Variable Area Nozzles
The variable propelling nozzle is suitable for use with controllable re-heat systems because it can provide a variable nozzle area to match the amount of re-heat selected. The circular continuity of the nozzle is maintained by a system of hinged flaps. The nozzle area is reduced by positive mechanical means but it is enlarged by the exhaust gas pressure acting upon the inside surface of the flaps.
A ring of hinged master flaps is interleaved with a ring of hinged sealing flaps to provide a variable area propelling nozzle. Each flap is hinged at its forward edge so that the rear edge can move inwards to reduce the nozzle area, or outwards to increase the nozzle area.

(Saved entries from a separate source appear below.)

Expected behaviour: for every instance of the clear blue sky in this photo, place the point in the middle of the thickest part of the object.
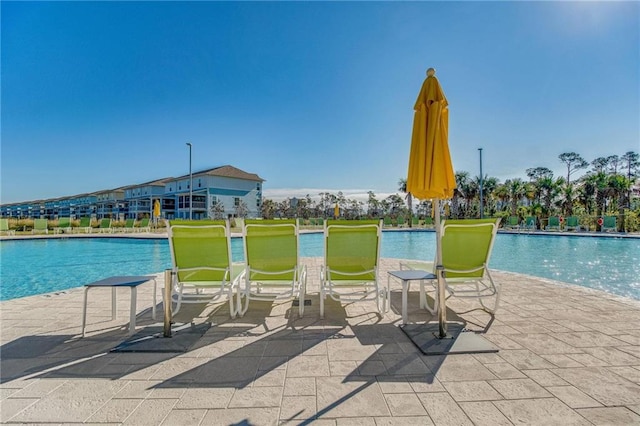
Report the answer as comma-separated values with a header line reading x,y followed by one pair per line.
x,y
310,96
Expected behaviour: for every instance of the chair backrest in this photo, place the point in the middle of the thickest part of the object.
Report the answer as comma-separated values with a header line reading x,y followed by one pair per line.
x,y
200,250
353,248
271,249
40,224
467,245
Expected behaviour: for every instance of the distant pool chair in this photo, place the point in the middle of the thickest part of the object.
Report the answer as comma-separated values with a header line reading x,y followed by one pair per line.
x,y
609,224
202,270
273,270
351,261
554,223
529,223
105,226
40,226
572,224
64,225
512,223
466,250
85,225
4,227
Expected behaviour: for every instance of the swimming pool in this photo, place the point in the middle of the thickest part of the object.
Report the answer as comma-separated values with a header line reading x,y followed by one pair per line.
x,y
41,266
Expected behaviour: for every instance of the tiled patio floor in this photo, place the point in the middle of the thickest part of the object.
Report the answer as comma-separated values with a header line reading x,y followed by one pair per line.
x,y
568,356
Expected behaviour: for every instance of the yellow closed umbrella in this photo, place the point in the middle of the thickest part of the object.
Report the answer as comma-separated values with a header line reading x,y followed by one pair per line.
x,y
430,174
156,209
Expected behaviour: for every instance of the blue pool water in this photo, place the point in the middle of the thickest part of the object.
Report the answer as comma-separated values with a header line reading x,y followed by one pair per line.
x,y
45,265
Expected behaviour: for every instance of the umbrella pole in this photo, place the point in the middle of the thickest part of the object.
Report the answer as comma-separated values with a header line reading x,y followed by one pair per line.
x,y
442,307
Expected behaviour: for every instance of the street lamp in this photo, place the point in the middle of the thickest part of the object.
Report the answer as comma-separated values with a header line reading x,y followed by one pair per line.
x,y
190,185
481,177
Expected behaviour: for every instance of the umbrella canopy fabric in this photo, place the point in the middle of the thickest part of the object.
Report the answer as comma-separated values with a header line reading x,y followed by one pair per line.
x,y
430,173
430,170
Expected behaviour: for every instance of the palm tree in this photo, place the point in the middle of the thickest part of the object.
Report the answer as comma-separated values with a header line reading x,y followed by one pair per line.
x,y
402,183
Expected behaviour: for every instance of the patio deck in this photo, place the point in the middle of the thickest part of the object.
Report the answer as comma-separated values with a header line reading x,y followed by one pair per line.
x,y
568,356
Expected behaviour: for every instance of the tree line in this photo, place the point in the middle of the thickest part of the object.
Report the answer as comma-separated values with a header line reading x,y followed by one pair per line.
x,y
604,189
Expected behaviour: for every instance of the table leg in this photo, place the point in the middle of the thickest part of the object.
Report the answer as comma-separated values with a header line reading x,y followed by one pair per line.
x,y
405,290
132,313
84,310
153,309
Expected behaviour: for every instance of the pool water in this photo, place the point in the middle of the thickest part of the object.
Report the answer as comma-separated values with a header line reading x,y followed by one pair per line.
x,y
45,265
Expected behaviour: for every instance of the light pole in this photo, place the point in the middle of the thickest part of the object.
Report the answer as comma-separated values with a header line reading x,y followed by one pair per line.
x,y
481,177
190,185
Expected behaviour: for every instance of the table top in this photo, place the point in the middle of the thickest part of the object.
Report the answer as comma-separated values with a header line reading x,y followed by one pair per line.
x,y
413,274
123,281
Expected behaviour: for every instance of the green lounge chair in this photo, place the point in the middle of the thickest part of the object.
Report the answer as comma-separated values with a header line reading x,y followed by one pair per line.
x,y
143,225
202,270
64,225
85,225
466,250
609,224
572,224
530,223
4,227
40,226
128,226
105,226
351,259
513,222
273,271
554,223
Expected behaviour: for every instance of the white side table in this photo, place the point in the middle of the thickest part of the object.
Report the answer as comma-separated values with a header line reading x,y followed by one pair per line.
x,y
406,276
121,281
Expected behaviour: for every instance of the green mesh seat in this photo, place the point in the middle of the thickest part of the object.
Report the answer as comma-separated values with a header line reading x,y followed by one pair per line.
x,y
273,271
351,260
466,250
201,263
40,226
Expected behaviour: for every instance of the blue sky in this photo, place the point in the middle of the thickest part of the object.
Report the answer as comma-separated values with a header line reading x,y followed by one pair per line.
x,y
311,96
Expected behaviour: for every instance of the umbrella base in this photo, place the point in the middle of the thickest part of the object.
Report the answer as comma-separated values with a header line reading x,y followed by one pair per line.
x,y
457,341
151,339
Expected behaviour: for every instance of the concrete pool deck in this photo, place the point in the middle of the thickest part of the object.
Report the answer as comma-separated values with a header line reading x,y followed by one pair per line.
x,y
568,356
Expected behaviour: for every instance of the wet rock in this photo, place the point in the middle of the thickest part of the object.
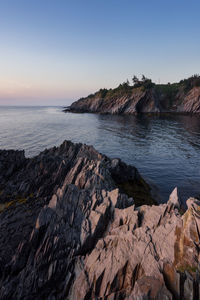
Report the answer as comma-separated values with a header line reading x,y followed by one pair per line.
x,y
77,235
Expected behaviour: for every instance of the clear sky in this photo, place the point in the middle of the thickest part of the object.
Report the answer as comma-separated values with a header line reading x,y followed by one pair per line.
x,y
55,51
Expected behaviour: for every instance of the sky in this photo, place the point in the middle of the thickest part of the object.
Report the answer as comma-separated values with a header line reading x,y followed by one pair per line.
x,y
53,52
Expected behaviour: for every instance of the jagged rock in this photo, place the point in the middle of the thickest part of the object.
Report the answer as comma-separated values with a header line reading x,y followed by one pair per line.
x,y
140,100
80,237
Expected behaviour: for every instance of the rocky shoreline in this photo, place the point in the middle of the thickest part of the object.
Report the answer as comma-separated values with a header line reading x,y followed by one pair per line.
x,y
78,225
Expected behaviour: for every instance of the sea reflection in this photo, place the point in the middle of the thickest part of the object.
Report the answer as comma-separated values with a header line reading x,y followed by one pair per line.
x,y
165,148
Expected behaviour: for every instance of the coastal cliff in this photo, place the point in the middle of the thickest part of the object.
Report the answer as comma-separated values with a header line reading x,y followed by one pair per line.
x,y
78,225
143,97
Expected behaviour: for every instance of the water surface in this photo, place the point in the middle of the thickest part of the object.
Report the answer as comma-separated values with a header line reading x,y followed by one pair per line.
x,y
165,149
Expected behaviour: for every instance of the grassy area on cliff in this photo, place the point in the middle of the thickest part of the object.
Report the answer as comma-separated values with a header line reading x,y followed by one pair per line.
x,y
169,90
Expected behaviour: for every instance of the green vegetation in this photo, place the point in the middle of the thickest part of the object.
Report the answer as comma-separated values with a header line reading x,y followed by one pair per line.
x,y
189,83
168,90
145,82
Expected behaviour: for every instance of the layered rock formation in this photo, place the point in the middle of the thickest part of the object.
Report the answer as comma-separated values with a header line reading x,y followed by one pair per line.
x,y
158,99
70,231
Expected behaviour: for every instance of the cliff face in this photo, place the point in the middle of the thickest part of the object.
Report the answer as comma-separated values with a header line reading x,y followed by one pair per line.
x,y
157,99
69,230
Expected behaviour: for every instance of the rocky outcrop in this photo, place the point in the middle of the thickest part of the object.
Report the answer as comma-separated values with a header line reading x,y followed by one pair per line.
x,y
73,232
140,100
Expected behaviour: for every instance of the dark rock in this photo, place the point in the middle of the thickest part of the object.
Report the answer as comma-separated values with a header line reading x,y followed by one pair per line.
x,y
69,232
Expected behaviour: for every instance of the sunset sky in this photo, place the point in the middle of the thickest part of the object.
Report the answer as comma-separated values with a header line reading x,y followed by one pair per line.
x,y
55,51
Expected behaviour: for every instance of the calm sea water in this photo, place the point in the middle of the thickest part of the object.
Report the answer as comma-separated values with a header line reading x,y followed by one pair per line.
x,y
165,149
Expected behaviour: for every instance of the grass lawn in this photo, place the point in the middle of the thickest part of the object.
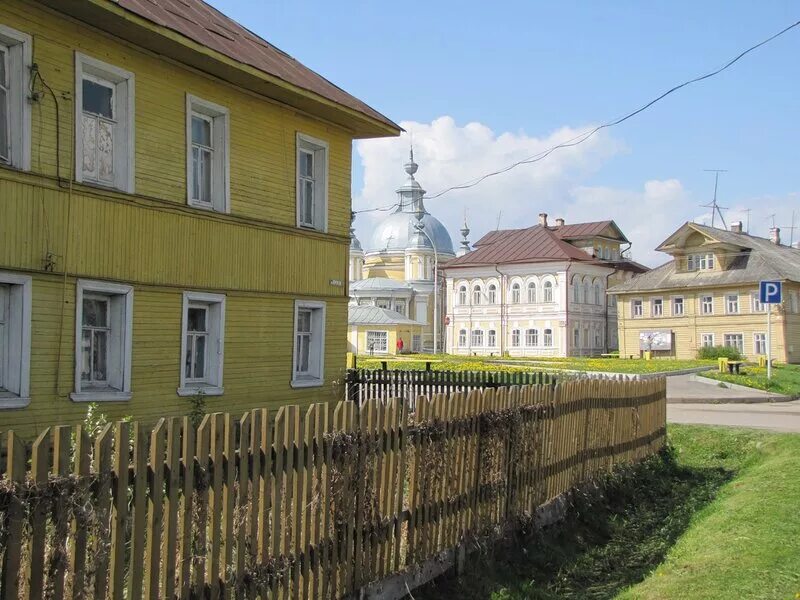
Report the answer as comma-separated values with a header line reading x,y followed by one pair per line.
x,y
785,378
476,363
716,518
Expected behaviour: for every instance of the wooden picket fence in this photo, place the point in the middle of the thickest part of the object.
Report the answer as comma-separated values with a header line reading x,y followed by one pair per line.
x,y
302,504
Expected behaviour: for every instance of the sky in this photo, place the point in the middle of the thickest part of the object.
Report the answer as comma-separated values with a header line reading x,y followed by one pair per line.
x,y
481,85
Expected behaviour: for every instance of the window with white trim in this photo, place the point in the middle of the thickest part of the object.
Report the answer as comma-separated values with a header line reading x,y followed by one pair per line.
x,y
378,342
104,136
732,304
207,156
309,344
757,305
657,307
548,291
103,341
759,343
202,344
312,183
735,340
677,306
15,111
15,340
707,305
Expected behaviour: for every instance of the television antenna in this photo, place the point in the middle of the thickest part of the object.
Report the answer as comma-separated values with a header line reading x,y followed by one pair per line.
x,y
716,209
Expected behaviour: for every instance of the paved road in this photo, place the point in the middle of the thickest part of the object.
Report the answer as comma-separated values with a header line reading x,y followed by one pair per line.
x,y
779,416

Actuation of the nozzle system can be hydraulic using oil or fuel as the fluid medium, or an air motor driving screw jacks.On selection of reheat the nozzle will move first to prevent back pressure on the engine, when it has moved the fuel will be supplied. With any increase in reheat the nozzle moves then the fuel follows. When reheat is reduced the opposite occurs first the fuel reduces then the nozzle closes. This ensures the nozzle area is too large rather than too small for any change in fuel flow.